Thank you. If I get it correctly, the constructed spline terms are not completely translatable to prediction per se. As they are just some “numbers”, I guess it is not harmful for splines (rcs or s) to be constructed before the bootstrap process, even better given the extra stability?

FWIW, here’s a Bayesian GAM R package that should give you credible intervals for the smooth splines, and also does variable selection:

1 Like

Thanks. Sorry I did not make it clearly. I was doing bootstrap for estimating bias in c-index and calibration. Rms has its own function but gam doesn’t. I did two strategies:

  1. Bootstrap → mgcv::gam on each bootstrap dataset. Both smooth construction and model fitter were not aware of left-out observations. c-idx bias was about 0.1
  2. Construct the s before bootstrap. This is a bit trickier, done by sampling the observational weights and feed it into mgcv::gam. Something like:
 i <- sample(nrow(real_df), size=nrow(real_df), replace = TRUE)
bootdf <- real_df[i,]
# Get the weights for each observation
weights <-  bootdf |> summarise(W = n(), .by=id) |> 
            tidyr::complete(real_df$id), fill=list(W=0))
real_df <- left_join(real_df, weights, by=id)
boot_fit <- mgcv::gam(y ~ s(x), weights=W, data=real_df) 
# this call remove observations with weights 0 in model fitter, but still include them in the smooth construction

This get me bias = 0.01.

Not clear if this is a problem for you but be sure to favor the Efron-Gong optimism bootstrap and not some out-of-bag variant.

Right you can construct the spline basis functions using unsupervised learning as a one-time thing up front.

Spline terms need to be treated as connected always.

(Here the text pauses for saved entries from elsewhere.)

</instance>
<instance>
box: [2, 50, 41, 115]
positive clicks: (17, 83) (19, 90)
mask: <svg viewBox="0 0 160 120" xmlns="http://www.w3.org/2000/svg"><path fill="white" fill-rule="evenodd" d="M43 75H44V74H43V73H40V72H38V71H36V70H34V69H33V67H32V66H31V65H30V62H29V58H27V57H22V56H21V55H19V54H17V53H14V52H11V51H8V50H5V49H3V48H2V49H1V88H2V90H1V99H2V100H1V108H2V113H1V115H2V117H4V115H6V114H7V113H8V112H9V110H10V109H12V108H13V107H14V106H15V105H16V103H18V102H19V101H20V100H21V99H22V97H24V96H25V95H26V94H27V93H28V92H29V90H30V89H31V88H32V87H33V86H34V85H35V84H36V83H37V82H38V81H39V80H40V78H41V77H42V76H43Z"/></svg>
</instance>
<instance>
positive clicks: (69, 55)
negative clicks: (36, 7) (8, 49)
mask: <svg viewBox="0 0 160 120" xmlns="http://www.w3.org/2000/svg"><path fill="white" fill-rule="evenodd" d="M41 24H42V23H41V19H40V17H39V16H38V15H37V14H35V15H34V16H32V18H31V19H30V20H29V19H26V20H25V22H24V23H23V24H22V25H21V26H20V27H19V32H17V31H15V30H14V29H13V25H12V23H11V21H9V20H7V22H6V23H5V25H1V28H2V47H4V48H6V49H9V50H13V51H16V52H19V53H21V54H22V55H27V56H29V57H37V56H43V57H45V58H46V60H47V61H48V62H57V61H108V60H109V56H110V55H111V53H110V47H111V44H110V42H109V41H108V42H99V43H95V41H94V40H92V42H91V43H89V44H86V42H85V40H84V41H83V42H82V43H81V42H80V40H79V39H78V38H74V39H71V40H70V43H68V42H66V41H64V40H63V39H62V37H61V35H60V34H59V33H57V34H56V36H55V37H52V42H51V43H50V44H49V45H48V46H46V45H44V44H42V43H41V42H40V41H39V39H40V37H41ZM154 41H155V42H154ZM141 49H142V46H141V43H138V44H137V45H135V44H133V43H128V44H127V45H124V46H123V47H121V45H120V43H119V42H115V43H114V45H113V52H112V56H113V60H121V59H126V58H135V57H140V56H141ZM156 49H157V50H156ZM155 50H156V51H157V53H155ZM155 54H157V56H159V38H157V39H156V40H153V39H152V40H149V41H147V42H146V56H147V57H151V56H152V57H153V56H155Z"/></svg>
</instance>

Thank you for pointing it out. This made me realised that the my number of parameters p might be a bit large compared to effective sample size n that optimism bootstrap has started breaking down, leading to such unstable behaviour. If out-of-bag (I think you mean cross validation) is not preferred, please do you have any advice?

But this might be a good case study, the convenient implicit knots in mgcv has got me off guard.

Good observation. If “out of bag” applies to what you did, this is a common misunderstanding of the Efron-Gong optimism estimator which does not involve any out of bag operations. It compares model performance from the bootstrap sample to performance on the whole sample.

Ah no. I did not do anything strange. I honestly thought out-of-bag is related to cross validations (let’s pretend I did not come across the term out-of-bootstrap when researching this).

This was what I did, following your books that, for any metric, the expected bias between bootstrap dataset and whole sample/real dataset → expected bias between whole sample and the population. This method was quite good for most statistical models I have built. This is first time it failed silently.

1 Like

The main occasion when I’ve seen the optimism bootstrap fail is in the p >> N case where the bootstrap tells you you have really bad overfitting and repeated cross-validation properly tells you you have tragic overfitting.